Die Verwaltung ist zugleich das Sekretariat der Schule. Die Verwaltung regelt Elternanfragen und entlastet die Schul- und Kinderhausleitung sowie Geschäftsführung und Vorstand bei der Ausführung administrativer Aufgaben. Das Büro der Verwaltung ist montags bis donnerstags von 8.00 Uhr bis 14.00 Uhr und freitgas bis 12:00 Uhr geöffnet.

 

Weihnachtsfeiern

An einem Nachmittag in der Vorweihnachtszeit findet in jeder Stammklasse die Weihnachtsfeier für die ganze Familie statt.
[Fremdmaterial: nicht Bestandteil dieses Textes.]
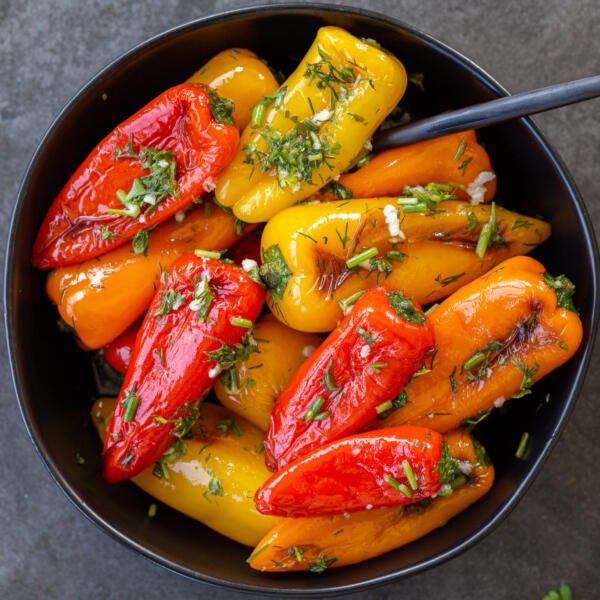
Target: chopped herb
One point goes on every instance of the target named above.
(354, 261)
(447, 466)
(169, 300)
(410, 475)
(367, 335)
(521, 223)
(523, 446)
(130, 403)
(444, 281)
(295, 154)
(453, 385)
(203, 297)
(215, 487)
(229, 356)
(490, 236)
(258, 112)
(343, 239)
(401, 487)
(241, 322)
(321, 563)
(149, 190)
(315, 407)
(564, 289)
(274, 271)
(346, 303)
(338, 190)
(221, 108)
(462, 146)
(405, 307)
(330, 77)
(528, 374)
(257, 552)
(140, 241)
(328, 381)
(472, 221)
(227, 425)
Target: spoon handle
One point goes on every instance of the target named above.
(489, 113)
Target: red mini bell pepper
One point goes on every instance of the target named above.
(193, 330)
(355, 375)
(152, 165)
(387, 467)
(118, 353)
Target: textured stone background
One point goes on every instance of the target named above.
(49, 49)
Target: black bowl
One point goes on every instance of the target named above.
(53, 378)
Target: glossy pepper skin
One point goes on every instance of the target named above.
(258, 381)
(101, 297)
(365, 362)
(452, 159)
(515, 310)
(311, 543)
(352, 474)
(118, 353)
(231, 460)
(305, 249)
(237, 74)
(369, 84)
(179, 120)
(170, 368)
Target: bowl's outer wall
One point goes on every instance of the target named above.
(53, 377)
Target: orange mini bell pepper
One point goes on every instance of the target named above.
(101, 297)
(317, 543)
(456, 159)
(495, 337)
(317, 255)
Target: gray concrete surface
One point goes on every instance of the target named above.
(47, 549)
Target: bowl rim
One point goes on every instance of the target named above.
(10, 337)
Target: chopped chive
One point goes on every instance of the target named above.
(475, 360)
(346, 303)
(462, 146)
(523, 446)
(321, 416)
(401, 487)
(410, 475)
(130, 402)
(355, 260)
(241, 322)
(383, 407)
(216, 254)
(315, 407)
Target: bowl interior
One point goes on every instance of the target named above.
(54, 378)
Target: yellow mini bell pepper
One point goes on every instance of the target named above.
(251, 387)
(238, 74)
(316, 255)
(215, 480)
(312, 129)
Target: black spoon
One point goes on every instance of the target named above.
(489, 113)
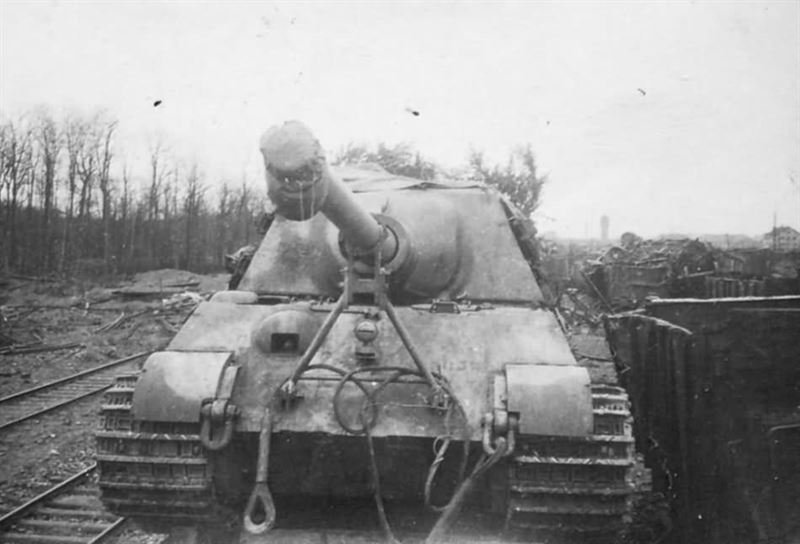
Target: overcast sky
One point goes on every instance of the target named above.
(668, 117)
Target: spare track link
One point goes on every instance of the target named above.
(154, 472)
(578, 484)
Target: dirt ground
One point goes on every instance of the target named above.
(52, 329)
(49, 330)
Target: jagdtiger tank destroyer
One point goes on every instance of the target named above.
(388, 347)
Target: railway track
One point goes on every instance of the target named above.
(24, 405)
(68, 513)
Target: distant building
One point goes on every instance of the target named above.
(604, 229)
(782, 239)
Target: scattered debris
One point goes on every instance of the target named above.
(36, 348)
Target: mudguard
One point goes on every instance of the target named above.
(550, 400)
(174, 384)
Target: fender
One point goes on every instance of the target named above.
(174, 384)
(550, 400)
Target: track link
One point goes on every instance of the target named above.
(155, 473)
(578, 484)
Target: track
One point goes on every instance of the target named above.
(68, 513)
(44, 398)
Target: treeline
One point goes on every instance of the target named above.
(69, 205)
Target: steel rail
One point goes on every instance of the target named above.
(74, 376)
(52, 407)
(24, 508)
(63, 381)
(18, 513)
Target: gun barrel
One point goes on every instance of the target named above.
(300, 184)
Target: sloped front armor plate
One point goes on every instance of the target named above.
(551, 400)
(173, 384)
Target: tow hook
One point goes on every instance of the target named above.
(218, 411)
(215, 412)
(260, 503)
(496, 427)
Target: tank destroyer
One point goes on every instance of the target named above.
(388, 345)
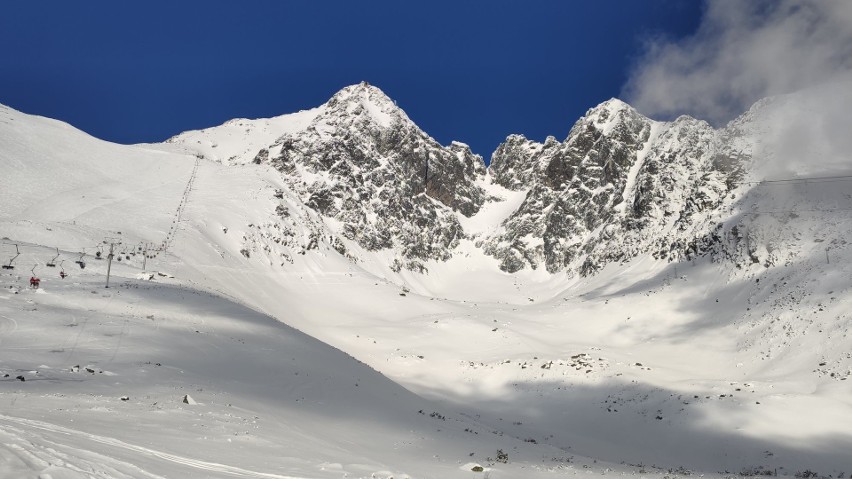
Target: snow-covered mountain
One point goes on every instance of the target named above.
(619, 186)
(644, 297)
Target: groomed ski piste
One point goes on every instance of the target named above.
(219, 362)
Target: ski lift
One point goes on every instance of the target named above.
(80, 260)
(34, 280)
(52, 263)
(17, 253)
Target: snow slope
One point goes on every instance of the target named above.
(307, 364)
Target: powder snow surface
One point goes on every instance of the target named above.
(325, 368)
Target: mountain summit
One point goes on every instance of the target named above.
(619, 185)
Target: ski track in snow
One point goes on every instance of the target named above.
(49, 453)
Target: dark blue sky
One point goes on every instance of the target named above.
(473, 71)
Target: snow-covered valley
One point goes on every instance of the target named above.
(262, 340)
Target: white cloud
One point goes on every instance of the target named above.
(743, 51)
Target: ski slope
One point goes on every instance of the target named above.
(302, 363)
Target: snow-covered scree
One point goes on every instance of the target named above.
(294, 320)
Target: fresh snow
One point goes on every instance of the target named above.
(310, 365)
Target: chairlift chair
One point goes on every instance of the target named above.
(34, 280)
(80, 260)
(10, 265)
(52, 263)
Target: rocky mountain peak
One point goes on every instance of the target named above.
(367, 102)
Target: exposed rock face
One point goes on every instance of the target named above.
(620, 185)
(364, 163)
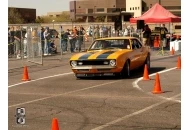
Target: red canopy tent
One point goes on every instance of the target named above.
(157, 14)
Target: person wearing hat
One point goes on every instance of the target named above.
(64, 40)
(47, 38)
(146, 35)
(163, 32)
(42, 39)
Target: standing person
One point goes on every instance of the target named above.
(17, 42)
(42, 39)
(25, 45)
(96, 32)
(146, 35)
(80, 34)
(64, 40)
(163, 31)
(74, 37)
(47, 42)
(72, 40)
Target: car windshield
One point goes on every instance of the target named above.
(110, 44)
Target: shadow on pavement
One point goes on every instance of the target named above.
(134, 74)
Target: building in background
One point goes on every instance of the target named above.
(56, 14)
(28, 14)
(88, 10)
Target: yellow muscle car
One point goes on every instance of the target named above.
(111, 56)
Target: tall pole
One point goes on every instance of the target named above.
(53, 23)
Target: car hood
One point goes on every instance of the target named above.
(102, 54)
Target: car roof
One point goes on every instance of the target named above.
(111, 38)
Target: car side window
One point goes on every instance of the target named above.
(138, 43)
(134, 44)
(126, 44)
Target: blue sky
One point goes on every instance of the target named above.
(41, 6)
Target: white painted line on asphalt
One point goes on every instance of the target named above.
(142, 110)
(135, 84)
(40, 79)
(40, 99)
(133, 114)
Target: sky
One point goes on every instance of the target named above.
(41, 6)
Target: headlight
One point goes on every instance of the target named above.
(106, 63)
(80, 63)
(73, 63)
(113, 62)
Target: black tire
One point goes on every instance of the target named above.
(126, 73)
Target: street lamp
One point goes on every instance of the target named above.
(53, 23)
(72, 23)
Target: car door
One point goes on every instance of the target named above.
(136, 54)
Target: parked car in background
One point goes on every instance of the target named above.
(112, 56)
(54, 33)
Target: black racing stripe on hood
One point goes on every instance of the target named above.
(85, 56)
(105, 55)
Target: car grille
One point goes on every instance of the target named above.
(93, 62)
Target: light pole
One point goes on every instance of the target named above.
(53, 23)
(72, 23)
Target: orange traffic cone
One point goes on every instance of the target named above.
(146, 75)
(55, 125)
(157, 87)
(179, 63)
(25, 74)
(172, 51)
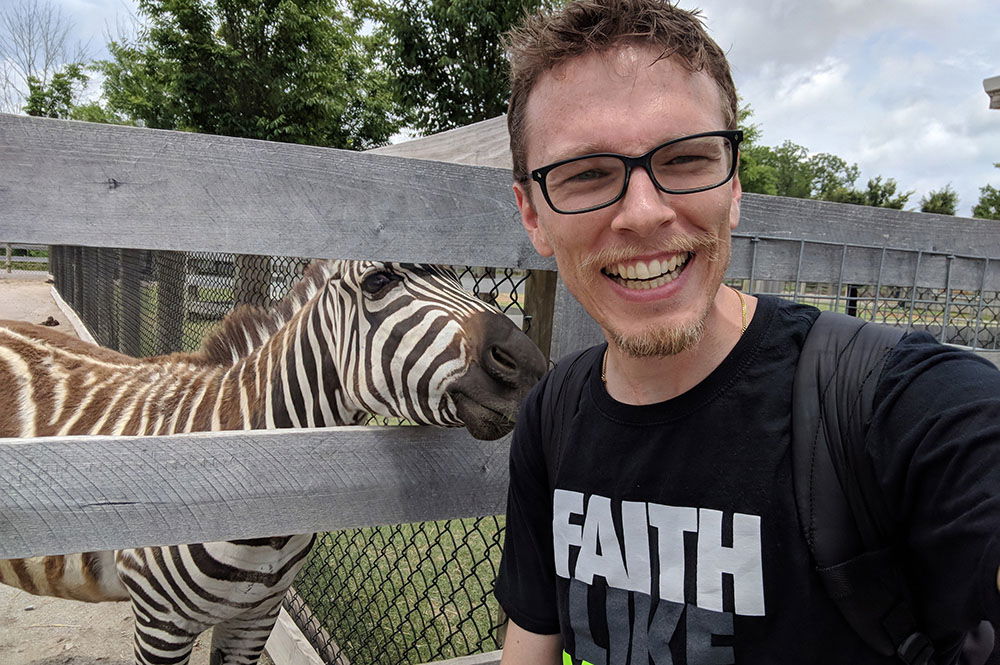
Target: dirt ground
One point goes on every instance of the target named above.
(49, 631)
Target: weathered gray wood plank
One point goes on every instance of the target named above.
(73, 494)
(67, 182)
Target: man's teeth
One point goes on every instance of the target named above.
(648, 274)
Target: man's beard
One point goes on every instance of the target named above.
(664, 340)
(660, 341)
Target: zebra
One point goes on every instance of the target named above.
(352, 338)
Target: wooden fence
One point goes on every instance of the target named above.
(69, 183)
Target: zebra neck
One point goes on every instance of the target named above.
(303, 386)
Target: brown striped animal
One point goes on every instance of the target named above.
(351, 339)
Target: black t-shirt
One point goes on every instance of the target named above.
(673, 526)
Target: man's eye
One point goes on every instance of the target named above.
(680, 160)
(588, 175)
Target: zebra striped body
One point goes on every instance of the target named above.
(351, 339)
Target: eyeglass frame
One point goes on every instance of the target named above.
(734, 136)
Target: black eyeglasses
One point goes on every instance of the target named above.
(683, 166)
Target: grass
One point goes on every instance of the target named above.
(409, 593)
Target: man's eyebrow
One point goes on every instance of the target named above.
(595, 147)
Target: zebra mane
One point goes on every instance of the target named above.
(248, 327)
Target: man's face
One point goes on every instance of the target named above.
(618, 102)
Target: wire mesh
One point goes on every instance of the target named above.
(417, 593)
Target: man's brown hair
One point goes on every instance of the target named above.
(543, 41)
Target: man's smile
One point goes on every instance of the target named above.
(642, 275)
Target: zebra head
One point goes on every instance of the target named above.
(417, 345)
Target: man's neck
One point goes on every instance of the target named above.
(650, 380)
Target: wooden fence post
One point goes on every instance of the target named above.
(539, 306)
(127, 306)
(170, 312)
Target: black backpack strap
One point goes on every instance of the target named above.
(560, 402)
(842, 512)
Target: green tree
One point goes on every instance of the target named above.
(989, 203)
(283, 70)
(446, 57)
(57, 97)
(880, 193)
(755, 174)
(940, 201)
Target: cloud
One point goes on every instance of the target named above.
(895, 86)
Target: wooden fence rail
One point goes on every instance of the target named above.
(69, 183)
(79, 494)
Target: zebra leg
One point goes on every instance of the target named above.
(240, 640)
(156, 646)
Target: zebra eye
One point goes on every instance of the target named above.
(377, 283)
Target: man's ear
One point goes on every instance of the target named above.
(529, 219)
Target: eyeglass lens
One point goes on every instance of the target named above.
(687, 165)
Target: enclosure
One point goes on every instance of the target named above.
(154, 235)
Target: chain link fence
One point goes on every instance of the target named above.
(417, 593)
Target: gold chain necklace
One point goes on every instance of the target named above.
(743, 329)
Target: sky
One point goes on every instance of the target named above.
(895, 86)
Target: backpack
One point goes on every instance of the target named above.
(842, 513)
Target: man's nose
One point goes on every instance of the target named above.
(644, 208)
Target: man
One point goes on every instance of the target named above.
(668, 532)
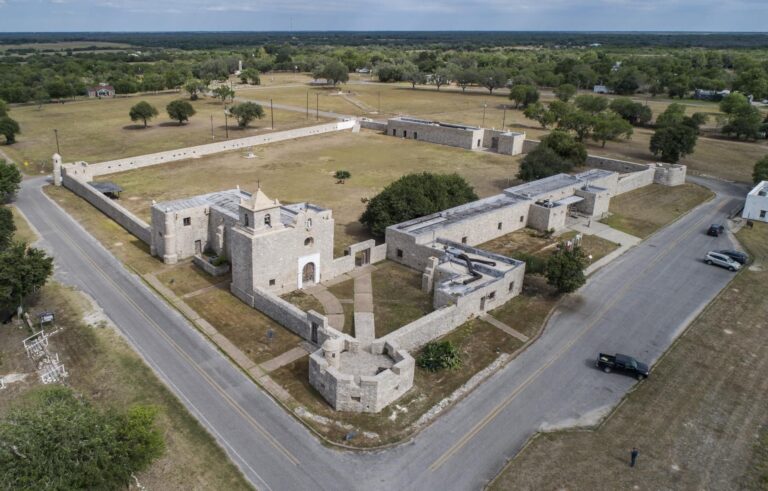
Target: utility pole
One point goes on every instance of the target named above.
(56, 133)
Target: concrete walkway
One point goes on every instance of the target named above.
(333, 309)
(365, 329)
(497, 323)
(603, 231)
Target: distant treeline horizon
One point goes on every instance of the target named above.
(427, 39)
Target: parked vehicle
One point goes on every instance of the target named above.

Diese wird gemeinsam von Eltern, Lehrern und Kindern geplant und vorbereitet.

 

Wiederholen einer Klasse

Ist die Versetzung eines Kindes gefährdet oder besteht die Notwendigkeit, ein Schuljahr zu wiederholen, wird dies zunächst in der Klassenkonferenz und später in der Zeugniskonferenz mit Lehrern und Schulleitung dargelegt, besprochen und entschieden. Das Pädagogische Tagebuch, die Lernkontrollen, das Arbeits- und Sozialverhalten sowie sonstige Beobachtungen bilden die Grundlage für die Beurteilung. Die Eltern werden möglichst früh über eine eventuell gefährdete Versetzung informiert. Ein Schuljahr kann auch freiwillig auf Wunsch der Eltern wiederholt werden.